The second game, Los Justicieros (or Zorton Brothers, which is a much better title for my purposes) is much more interesting game. It has a format with various compression methods as well as audio chunks and palette manipulation commands (like fade to black or fade to a new palette). And the compression methods are a mix of RLE and tile-based VQ (in both senses). One method decodes picture as RLE, another one uses RLE on updates to the previous frame, third method either codes whole frame in 4×2 two-colour tiles or codes an update mask first and draws only updated tiles. The fourth method uses RLE on updates as one of the previously described methods, but instead of pixels it codes two-colour 4×4 tiles.
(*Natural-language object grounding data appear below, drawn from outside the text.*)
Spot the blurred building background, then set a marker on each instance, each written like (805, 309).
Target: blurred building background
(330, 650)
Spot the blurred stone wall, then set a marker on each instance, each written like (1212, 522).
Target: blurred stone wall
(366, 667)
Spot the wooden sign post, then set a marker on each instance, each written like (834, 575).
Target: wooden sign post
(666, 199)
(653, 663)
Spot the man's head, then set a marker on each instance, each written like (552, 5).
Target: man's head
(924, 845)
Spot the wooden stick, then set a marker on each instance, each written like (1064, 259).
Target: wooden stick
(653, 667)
Another fun thing is that there are (at least in the version I was able to locate) five files in this format: four of those code one still image and the fifth one codes over half an hour of all video scenes.
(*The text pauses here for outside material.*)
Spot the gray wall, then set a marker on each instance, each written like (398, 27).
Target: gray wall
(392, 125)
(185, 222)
In either case it was a very curious format—exactly the reason why I like to examine those old games.

Some words about AVSS format

December 5th, 2024

Back in the day I had a cursory glance at AVS. Out of curiosity I decided to add AVSS format support to NihAV. Despite it looking like an obscure format nobody has ever heard of, it’s well-documented. Under the name of Intel DVI (you know, Digital Video Interactive—mostly remembered for DVI ADPCM under the name IMA ADPCM).

Anyway, I’ve managed to locate just one sample containing single RTV2.1 stream so I was curious how it fares.

Well, it turned out to be the standard Indeo 2 format but for some reason actual image being down-sampled compared to what the headers claim (160×100 instead of 320×200). Nothing much to say but it was still curious to see that system from the past.

na_game_tool 0.2.5 released

November 30th, 2024

I know that I released version 0.2.0 merely two months ago while saying it’d probably take me a year for a next release. Well, that’s still true but I wanted to make public some quality-of-life improvements as well as move some formats from NihAV (mostly Actimagine VX) so those who care have a simple way of decoding them. That is why it is a micro release.

The main reasons for release are improved AVI writer and VX decoder. The problem with my AVI writer is that it writes raw video and audio and those tend to become large—so I introduced OpenDML support in 0.2.0. But as I didn’t thought it through, I simply enabled it for videos with large frames. Now it works automatically if the file gets large enough so you should not hit size limit unless the total file size will approach 4GB.

But even if it’s a micro release I could not release it with just those two things so it introduces support for two formats reverse engineered by me recently, two formats reverse engineered by me long time ago (both are called Paco), two formats also imported from NihAV and two formats implemented after the description or code produced by others.

As always, grab it from the dedicated page if you really care.

P.S. I’ll probably keep doing what I’ve been doing so far (polishing my code, reverse engineering random formats, moving some more format from NihAV to na_game_tool—in other words, nothing to show). Meanwhile there’s still more new and exciting stuff at Librempeg.

P.P.S. Two formats were added for a rather non-technical reason: I want to have in my tool decoding support for formats for each letter of the alphabet. So far letters B, O, W, Y and Z are missing. That is why I intend to import Beam Software formats support from NihAV, maybe implement Psygnosis YOP and some Westwood format if I can’t find anything to RE instead (and I lost my chance to name PMV and RLF after Zork games). In either case 0.3.0 will still probably take half a year to a year to get enough supported formats.